(This post was co-authored by Evelyn B. Stacey, education policy analyst at the Pacific Research Institute, a free-market think tank in Sacramento, California)
The U.S. House of Representatives may soon vote on the Preventing Harmful Restraint and Seclusion in Schools Act, approved by the House Education and Labor Committee earlier this month.
Everyone agrees children must be safe at school. In a letter to Congress the Council of American Private Education (CAPE) explains that “with respect to the bill’s intent to protect children from harm, we stand in solidarity with the sponsors. Our disagreement is with specific provisions of the bill, not its overall purpose.” CAPE adds,
The bill represents an unprecedented degree of federal control of private schools that threatens their autonomy and puts them between a rock and a hard place: accept the federal intrusion in policies and practices or give up participation in federal programs that benefit students and their teachers. By using even limited involvement in federal programs as the pathway for regulating schools, the bill establishes a dangerous precedent for federal control of private education in the future.
Specifically, the bill:
• establishes detailed conditions surrounding the use of physical restraint and seclusion in schools that could actually serve hurt students;
• regulates commonplace activities such as restraining students in a schoolyard scuffle;
• and requires an unspecified number of private-school teachers to have special training and certification in the use of physical restraint and seclusion.

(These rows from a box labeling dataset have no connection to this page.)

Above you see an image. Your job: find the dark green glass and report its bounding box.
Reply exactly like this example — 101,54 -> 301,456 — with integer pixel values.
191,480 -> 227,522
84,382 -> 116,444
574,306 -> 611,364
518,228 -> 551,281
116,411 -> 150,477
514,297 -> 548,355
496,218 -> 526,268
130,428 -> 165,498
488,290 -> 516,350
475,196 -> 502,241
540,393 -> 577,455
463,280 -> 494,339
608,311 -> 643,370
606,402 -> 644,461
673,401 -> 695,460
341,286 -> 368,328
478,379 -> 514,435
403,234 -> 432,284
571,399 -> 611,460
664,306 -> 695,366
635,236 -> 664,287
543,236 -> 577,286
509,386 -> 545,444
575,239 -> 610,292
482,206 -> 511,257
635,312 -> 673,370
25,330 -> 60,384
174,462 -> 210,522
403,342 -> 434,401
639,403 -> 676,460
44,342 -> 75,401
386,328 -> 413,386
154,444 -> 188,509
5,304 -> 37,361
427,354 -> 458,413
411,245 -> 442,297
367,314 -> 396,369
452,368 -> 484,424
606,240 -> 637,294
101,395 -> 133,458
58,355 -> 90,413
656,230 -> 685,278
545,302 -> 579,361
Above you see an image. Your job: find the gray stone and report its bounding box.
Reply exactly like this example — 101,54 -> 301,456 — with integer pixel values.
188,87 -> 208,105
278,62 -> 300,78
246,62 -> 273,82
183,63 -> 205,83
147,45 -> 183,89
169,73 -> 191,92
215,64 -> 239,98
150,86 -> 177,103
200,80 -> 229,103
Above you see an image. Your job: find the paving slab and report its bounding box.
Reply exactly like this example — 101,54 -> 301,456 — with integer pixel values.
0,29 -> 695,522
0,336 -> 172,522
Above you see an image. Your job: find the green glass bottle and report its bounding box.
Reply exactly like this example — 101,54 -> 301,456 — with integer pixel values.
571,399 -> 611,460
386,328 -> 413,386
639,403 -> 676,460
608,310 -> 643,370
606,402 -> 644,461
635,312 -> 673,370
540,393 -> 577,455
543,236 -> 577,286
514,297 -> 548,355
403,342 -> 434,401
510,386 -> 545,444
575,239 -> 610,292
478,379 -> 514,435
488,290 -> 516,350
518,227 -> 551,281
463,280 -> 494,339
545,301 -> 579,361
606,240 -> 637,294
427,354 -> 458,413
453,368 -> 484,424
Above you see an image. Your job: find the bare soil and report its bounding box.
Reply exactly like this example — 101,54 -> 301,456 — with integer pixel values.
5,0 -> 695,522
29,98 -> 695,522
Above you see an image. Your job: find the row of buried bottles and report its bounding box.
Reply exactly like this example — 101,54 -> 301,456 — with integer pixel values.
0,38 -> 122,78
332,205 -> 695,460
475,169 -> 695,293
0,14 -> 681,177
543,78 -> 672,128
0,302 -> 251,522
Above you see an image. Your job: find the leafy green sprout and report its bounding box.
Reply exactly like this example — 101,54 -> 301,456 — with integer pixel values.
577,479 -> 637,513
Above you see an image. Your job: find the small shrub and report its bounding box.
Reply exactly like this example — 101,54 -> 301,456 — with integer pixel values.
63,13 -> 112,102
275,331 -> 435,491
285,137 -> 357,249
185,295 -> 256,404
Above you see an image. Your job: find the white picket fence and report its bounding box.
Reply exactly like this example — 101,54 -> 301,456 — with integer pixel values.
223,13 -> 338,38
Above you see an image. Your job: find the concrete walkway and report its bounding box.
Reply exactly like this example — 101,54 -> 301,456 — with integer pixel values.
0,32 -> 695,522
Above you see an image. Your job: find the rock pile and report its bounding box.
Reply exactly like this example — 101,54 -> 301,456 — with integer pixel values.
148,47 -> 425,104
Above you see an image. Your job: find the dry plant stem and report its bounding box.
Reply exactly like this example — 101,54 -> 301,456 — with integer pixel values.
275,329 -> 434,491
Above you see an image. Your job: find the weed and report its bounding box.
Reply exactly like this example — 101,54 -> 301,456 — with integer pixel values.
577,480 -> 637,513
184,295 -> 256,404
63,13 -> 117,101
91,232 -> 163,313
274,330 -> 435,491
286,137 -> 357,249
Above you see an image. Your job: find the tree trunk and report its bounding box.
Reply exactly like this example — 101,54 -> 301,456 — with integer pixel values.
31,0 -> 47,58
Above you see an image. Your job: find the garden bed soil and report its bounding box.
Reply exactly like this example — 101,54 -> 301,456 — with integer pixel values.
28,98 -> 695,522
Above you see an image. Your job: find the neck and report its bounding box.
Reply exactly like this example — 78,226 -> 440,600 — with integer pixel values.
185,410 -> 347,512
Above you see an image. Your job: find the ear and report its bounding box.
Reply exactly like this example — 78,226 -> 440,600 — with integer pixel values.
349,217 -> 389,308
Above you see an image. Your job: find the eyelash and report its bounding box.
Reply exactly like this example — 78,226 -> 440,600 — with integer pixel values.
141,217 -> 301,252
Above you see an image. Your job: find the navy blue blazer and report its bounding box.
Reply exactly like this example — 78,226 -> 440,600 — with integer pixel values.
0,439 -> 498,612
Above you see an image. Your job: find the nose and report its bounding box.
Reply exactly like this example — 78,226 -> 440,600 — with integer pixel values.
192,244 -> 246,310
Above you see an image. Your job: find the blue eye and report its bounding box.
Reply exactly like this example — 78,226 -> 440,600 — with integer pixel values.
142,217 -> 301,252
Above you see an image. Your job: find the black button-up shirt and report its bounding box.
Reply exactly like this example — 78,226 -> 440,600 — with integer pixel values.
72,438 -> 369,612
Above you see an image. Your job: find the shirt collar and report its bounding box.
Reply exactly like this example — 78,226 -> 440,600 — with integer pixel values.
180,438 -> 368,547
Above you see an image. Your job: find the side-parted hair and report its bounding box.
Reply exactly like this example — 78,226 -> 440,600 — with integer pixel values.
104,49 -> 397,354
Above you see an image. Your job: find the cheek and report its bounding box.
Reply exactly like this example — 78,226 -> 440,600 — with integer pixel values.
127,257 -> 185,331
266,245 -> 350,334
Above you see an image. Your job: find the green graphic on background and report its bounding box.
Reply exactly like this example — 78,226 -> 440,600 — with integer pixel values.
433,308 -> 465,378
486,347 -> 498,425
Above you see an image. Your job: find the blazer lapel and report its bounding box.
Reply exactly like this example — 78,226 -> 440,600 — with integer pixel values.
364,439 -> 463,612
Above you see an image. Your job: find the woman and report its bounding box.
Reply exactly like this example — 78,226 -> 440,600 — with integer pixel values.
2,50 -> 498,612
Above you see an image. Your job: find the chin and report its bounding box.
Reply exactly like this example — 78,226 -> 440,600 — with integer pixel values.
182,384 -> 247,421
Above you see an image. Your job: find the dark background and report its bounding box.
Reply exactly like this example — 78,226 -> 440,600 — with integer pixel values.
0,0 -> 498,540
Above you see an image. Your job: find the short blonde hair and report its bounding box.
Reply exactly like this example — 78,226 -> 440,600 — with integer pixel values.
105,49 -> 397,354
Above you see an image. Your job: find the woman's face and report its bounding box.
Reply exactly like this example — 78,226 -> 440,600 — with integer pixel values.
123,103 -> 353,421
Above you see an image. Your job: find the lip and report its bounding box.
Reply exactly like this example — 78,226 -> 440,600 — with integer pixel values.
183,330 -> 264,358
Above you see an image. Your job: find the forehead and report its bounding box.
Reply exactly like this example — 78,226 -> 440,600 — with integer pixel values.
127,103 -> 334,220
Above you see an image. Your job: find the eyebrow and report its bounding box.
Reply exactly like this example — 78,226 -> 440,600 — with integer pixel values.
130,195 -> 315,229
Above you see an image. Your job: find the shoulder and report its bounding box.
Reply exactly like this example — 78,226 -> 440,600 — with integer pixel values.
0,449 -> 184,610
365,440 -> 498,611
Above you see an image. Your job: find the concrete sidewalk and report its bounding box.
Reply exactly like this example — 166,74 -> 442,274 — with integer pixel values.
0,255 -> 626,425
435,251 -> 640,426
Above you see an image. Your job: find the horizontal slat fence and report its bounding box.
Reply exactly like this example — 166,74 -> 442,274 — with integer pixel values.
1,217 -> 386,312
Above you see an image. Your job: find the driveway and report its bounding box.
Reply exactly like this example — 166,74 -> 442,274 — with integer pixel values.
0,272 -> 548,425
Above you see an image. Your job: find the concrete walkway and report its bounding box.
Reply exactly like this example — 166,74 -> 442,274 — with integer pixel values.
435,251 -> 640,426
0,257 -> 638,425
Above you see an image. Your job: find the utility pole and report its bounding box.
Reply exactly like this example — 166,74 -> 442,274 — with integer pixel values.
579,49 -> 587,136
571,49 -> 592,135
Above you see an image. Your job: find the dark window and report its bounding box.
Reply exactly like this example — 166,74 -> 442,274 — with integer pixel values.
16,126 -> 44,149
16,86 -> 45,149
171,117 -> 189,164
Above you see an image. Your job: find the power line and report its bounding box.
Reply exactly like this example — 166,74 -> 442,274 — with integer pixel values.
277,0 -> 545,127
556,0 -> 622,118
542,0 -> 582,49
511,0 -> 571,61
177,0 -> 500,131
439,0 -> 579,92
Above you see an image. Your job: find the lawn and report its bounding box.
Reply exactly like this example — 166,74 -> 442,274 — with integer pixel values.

According to Committee Chairman George Miller (D-CA), “Last year, the U.S. Government Accountability Office told our Committee about a shocking wave of abusive restraint and seclusion in our nation’s classrooms.” (See p. 1) The GAO report actually says that it “could not determine whether allegations were widespread.” (See pp. 1 and 5)
The GAO reviewed 10 cases for its Committee Report (See pp. 2-3, and 10 ff). Two of them related to private residential facilities. The first case involved a private residential facility in Pennsylvania where a student who tried to attack a counselor died after being restrained. The death was ruled accidental, and no criminal charges were filed.
In the second case, several state agencies investigated a private facility in New York for injuring a developmentally disabled student with restraints and denying him regular access to meals. However, no formal actions were taken, and the investigations themselves were later deemed deficient by other state agencies. In the meantime, the boy’s parents moved him to a state-operated facility. He died tragically during a field trip when an aide sat on him for being disruptive on the bus. While the boy lay unconscious, the aide and the bus driver “stopped at a game store and one of the employee’s houses.” The aide is currently in prison for second degree manslaughter.
In five of the remaining cases, public-school staff involved in restraint and seclusion cases were still working in public schools and/or retained their licenses. In two of the remaining cases-one involving an aide with a felony criminal record-staff were put on probation. The GAO could not determine whether public-school staff in the final case were still teaching.
Elected officials should ensure parents have accurate information, and that they are empowered to act on it. Instead, the federal government wants to impose $250 million worth of red tape when the most powerful lesson from its own accountability agency is that parents should not rely on government to protect their children.